トモは「あぁ、そういう子だもんね」みたいな遠い目をしてるし、ユイカはこのみんにツッコミ入れられてるよ。
「まあ冗談はこれぐらいにして、リンネ」
「うん?」
「リンネ的にはこの子に恨みとかないんでしょ?」
「うん、別にないよ。むしろこのみんのおかげでトモの状況も分かったし、場所も教えてもらったぐらいだからね」
「だってさ。ついでにウチも、別に吾妻さんを恨んだりはしてないから。ユイカは?」
「え、アタシは別に当事者じゃないからなー。トモとリンネが気にしてないんだったら、別に何も。東條の味方して文句言ってきたりするならアレだけど」
「あんなヤツがどうなったって私は構わないわよ。ただ、私は滝さんがどうなるかを予測できたの。でも、それでも止めれなかった。止めようとして自分が酷い目に遭いたくないから言われた通りに滝さんを呼び出した卑怯者で……」
「うん? でもそれって、もともと私が呼び出されてたんだから気にする事ないんじゃない?」
「え……?」
「だって、アイツらの目的は私だったんだし。だったらそれでこのみんが無理に歯向かって、このみんが酷い目に遭わなかったんならそれでいいと思うよ」
「……っ、でも……! それはあなたが強かったからどうにかなっただけで……!」
「うん、そうだね。だから問題なんてないんだよ」
「え……」
私が魔力を持っていなくて抗う力がなかったのだとしたら、赤の他人の騒動に巻き込まれるなんてごめんだし、私だって言われた通りにしていたかもしれない。
まあ、警察にさっさと通報したり、ぐらいはしたかもしれないけれど、それだって私が東條と関わっていない人間だからこそあっさりと決断できる判断方法でしかないし、そうできない理由があったかもしれない。

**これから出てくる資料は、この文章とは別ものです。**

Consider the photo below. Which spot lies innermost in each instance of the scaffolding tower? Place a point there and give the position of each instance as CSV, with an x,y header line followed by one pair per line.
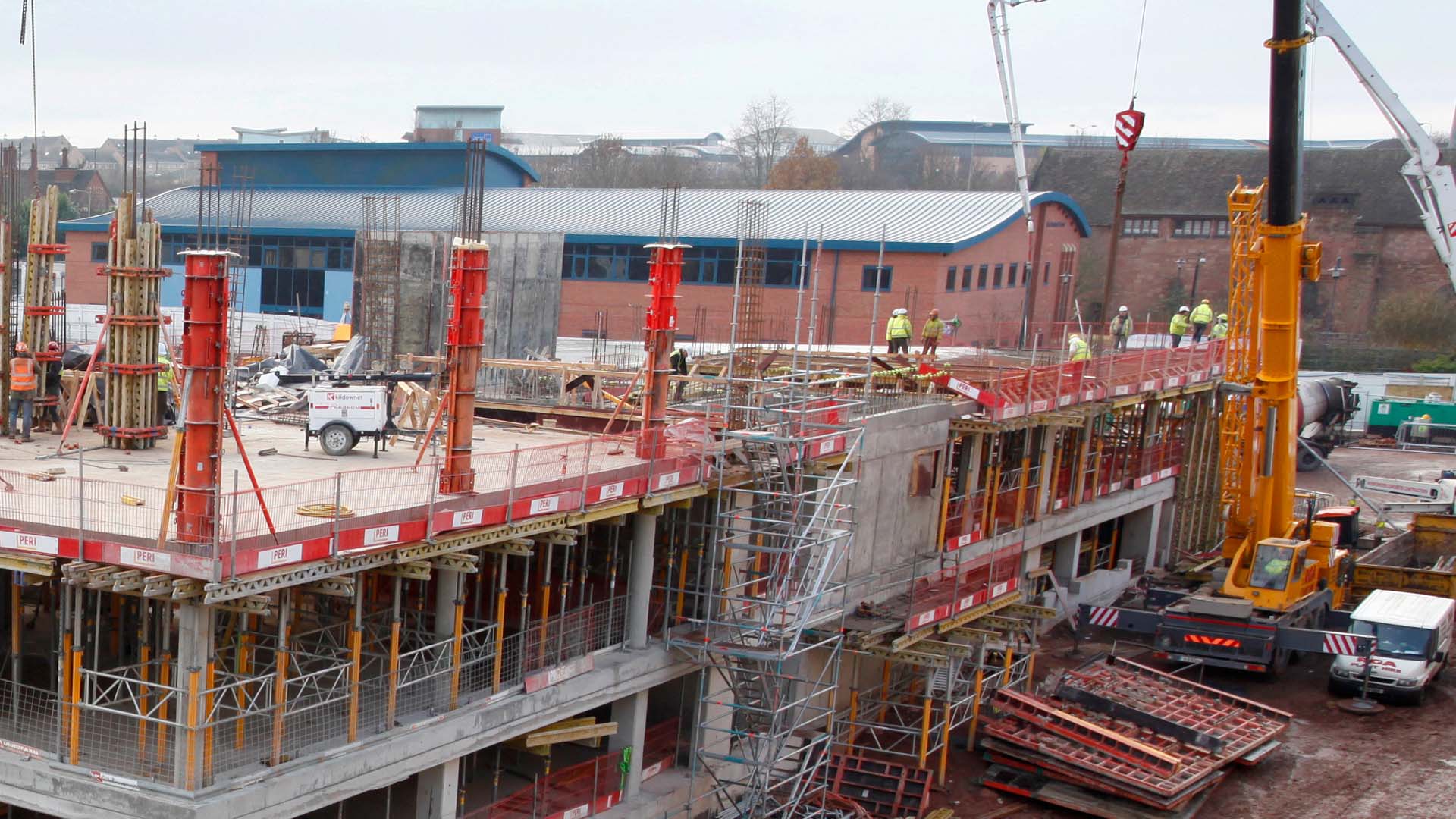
x,y
767,632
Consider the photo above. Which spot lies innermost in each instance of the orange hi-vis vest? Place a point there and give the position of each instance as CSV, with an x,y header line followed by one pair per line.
x,y
22,373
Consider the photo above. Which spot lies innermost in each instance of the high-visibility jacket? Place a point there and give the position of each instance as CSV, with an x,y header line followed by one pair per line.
x,y
22,373
899,327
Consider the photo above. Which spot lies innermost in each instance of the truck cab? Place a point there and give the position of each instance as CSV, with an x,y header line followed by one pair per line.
x,y
1413,643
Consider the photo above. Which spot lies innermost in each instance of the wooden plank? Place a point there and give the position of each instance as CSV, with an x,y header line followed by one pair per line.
x,y
570,735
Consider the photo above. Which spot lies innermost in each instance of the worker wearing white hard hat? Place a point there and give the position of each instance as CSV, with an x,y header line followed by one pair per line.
x,y
1122,328
1178,327
897,331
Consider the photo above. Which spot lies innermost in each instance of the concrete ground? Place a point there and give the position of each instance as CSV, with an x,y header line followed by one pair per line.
x,y
1400,763
1350,463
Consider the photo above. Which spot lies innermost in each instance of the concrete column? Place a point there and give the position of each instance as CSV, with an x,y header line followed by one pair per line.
x,y
639,576
437,792
194,651
1141,532
447,588
629,713
1065,557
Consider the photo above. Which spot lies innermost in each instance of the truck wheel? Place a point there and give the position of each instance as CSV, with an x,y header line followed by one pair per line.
x,y
1307,461
337,439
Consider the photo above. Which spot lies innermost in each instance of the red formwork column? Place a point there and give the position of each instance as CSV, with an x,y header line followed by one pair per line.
x,y
469,268
204,340
666,275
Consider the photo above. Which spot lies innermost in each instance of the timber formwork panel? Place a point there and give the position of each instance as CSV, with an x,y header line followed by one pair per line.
x,y
42,302
133,328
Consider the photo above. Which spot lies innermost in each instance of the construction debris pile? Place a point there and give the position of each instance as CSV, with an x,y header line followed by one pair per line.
x,y
1114,736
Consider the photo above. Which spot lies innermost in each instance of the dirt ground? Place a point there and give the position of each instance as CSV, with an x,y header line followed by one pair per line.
x,y
1400,764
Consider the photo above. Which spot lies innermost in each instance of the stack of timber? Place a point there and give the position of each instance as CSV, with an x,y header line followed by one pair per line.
x,y
133,327
1123,741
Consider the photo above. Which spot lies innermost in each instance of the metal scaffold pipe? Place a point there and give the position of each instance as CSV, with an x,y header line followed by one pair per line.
x,y
204,338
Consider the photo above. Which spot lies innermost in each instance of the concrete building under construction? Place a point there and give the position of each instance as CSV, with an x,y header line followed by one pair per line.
x,y
580,589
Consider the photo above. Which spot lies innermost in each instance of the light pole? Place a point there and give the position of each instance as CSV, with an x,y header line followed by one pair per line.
x,y
1193,292
1334,290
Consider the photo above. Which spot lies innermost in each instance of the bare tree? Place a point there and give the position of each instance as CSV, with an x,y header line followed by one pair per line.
x,y
603,164
878,110
764,133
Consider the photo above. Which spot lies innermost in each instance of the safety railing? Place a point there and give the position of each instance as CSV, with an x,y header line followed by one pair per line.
x,y
971,582
124,523
1009,392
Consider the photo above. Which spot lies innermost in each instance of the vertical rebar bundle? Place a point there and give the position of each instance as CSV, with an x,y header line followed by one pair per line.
x,y
39,295
11,199
378,303
133,328
666,275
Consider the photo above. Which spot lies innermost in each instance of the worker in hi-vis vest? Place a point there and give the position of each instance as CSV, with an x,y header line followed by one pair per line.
x,y
1220,328
1078,349
1178,325
22,392
1122,328
897,331
1200,318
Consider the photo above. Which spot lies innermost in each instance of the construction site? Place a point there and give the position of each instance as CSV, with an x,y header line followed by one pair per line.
x,y
435,561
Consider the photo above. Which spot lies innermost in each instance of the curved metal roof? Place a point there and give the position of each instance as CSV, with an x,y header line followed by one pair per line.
x,y
912,221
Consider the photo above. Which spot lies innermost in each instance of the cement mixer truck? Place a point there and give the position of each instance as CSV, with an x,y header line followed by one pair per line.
x,y
1324,407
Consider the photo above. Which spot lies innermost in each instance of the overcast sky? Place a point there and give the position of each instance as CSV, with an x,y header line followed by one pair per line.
x,y
359,67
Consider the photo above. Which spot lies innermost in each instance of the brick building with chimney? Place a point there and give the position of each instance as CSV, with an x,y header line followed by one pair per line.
x,y
1175,213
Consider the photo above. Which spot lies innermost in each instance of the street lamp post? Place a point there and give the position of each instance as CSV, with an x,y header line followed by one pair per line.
x,y
1334,292
1193,292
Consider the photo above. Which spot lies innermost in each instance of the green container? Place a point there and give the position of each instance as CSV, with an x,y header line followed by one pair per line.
x,y
1386,414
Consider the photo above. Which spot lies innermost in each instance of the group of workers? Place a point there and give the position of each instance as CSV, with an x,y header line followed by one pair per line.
x,y
1200,319
899,328
25,387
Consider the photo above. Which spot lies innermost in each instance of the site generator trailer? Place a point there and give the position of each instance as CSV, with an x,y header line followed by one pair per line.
x,y
341,416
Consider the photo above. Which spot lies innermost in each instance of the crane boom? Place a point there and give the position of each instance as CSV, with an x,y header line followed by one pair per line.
x,y
1430,183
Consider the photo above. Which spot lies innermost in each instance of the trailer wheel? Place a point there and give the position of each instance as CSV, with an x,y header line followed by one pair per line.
x,y
337,439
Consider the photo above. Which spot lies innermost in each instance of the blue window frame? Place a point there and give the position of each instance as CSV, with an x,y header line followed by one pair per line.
x,y
701,265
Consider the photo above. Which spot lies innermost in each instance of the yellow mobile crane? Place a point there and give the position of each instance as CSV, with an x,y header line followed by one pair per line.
x,y
1286,577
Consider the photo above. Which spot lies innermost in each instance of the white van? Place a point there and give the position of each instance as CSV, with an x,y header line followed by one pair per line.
x,y
1413,642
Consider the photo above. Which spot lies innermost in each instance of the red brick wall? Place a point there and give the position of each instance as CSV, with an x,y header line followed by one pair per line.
x,y
918,283
1376,261
83,286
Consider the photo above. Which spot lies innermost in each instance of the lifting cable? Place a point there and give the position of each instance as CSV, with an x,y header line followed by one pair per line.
x,y
1138,55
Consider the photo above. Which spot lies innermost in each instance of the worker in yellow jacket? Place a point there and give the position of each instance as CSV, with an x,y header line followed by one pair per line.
x,y
1178,327
930,334
897,333
1200,318
1220,328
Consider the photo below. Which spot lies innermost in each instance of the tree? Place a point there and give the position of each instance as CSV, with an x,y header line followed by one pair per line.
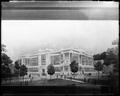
x,y
3,48
23,71
74,66
98,67
50,70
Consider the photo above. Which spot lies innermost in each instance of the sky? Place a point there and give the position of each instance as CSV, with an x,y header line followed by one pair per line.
x,y
24,36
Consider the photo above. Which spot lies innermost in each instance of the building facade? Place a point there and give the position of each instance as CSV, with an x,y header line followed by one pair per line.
x,y
61,59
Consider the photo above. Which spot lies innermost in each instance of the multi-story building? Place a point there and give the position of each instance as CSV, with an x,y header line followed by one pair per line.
x,y
61,59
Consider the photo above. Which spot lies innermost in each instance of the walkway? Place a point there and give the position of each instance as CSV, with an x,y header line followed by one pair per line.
x,y
73,80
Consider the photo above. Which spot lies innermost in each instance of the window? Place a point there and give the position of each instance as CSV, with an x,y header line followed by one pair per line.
x,y
55,59
58,69
66,68
75,57
43,59
34,61
83,60
32,69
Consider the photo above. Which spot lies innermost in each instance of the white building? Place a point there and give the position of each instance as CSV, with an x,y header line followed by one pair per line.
x,y
61,59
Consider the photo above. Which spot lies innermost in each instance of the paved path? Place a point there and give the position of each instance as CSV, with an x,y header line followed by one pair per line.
x,y
73,80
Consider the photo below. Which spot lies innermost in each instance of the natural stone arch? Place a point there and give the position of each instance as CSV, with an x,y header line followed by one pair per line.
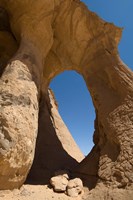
x,y
64,35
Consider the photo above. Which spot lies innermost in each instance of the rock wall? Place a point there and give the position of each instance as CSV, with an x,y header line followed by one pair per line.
x,y
46,38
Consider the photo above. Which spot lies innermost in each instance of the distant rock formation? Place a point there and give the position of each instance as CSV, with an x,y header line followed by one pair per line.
x,y
38,40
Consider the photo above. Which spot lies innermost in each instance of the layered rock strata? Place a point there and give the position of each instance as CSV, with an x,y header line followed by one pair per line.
x,y
39,40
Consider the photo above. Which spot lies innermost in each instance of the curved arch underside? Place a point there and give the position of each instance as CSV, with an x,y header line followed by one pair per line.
x,y
38,40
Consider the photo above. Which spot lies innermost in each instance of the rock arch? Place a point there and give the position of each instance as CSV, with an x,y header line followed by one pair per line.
x,y
47,38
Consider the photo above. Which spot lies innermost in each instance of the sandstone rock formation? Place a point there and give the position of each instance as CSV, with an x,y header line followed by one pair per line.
x,y
38,40
74,187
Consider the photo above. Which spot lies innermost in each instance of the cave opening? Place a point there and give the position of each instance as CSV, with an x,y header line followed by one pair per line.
x,y
75,107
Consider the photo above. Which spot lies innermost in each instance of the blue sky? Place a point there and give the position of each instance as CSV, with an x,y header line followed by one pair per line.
x,y
75,105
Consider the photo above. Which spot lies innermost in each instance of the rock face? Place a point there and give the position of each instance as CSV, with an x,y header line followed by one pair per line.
x,y
38,40
59,183
74,187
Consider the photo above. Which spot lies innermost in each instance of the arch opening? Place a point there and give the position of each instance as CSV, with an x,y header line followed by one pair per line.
x,y
75,107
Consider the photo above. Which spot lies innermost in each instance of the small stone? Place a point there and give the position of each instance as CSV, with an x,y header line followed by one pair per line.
x,y
62,173
74,187
59,183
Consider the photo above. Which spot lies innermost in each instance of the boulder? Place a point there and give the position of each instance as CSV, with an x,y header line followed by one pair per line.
x,y
74,187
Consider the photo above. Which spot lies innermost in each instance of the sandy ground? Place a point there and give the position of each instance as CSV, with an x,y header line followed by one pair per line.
x,y
36,192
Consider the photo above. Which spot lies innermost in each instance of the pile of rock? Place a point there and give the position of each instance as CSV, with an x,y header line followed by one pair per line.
x,y
61,183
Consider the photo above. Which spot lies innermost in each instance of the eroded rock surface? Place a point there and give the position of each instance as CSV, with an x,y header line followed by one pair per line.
x,y
47,37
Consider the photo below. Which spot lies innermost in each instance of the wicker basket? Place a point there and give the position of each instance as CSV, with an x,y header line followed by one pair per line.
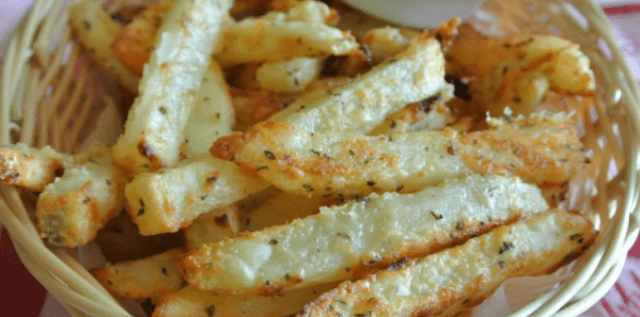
x,y
48,95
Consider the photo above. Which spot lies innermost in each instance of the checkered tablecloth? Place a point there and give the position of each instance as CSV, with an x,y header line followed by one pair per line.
x,y
22,295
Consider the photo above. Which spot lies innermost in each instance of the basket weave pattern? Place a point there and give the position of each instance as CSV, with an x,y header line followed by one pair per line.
x,y
49,94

結局、「たられば」なんて言い出したらキリがないからね。
「これから起こる事に対して最善を尽くすのは大切。でも、過去に起こった事は受け入れるしかないんだよ、このみん。あなたが何を抱えていたのかは私も知らない。でも、今はどう? 結果としてあなたの判断は間違っていなかったし、私達だって気にしていない。これが答えである以上、何も問題なかった。むしろあなたの選択は正しかったとさえ言えるんじゃないかな?」
「……っ」
「まあ、相手がリンネじゃなかったら大変な事態にはなってたと思うよ。でもさ、リンネ、アレじゃん? もうさ、シャレになんないぐらい強いんだもん」
「アタシは見てないけど、無事だったんだしリンネも気にしてないんならいいんじゃない? つか、吾妻さんだって素直に従うしかなかったんっしょ? どうしようもないじゃん、それ」
「……っ、ひ……ぅぐ……っ!」
あら、泣いちゃった。
しょうがないから抱きしめてあげると、すっぽり腕の中に収まった。
やっぱり小さいなぁ、この子。
身長145センチもないんじゃないかな。
そんな事を思いながら抱きしめて頭を撫でてあげていた。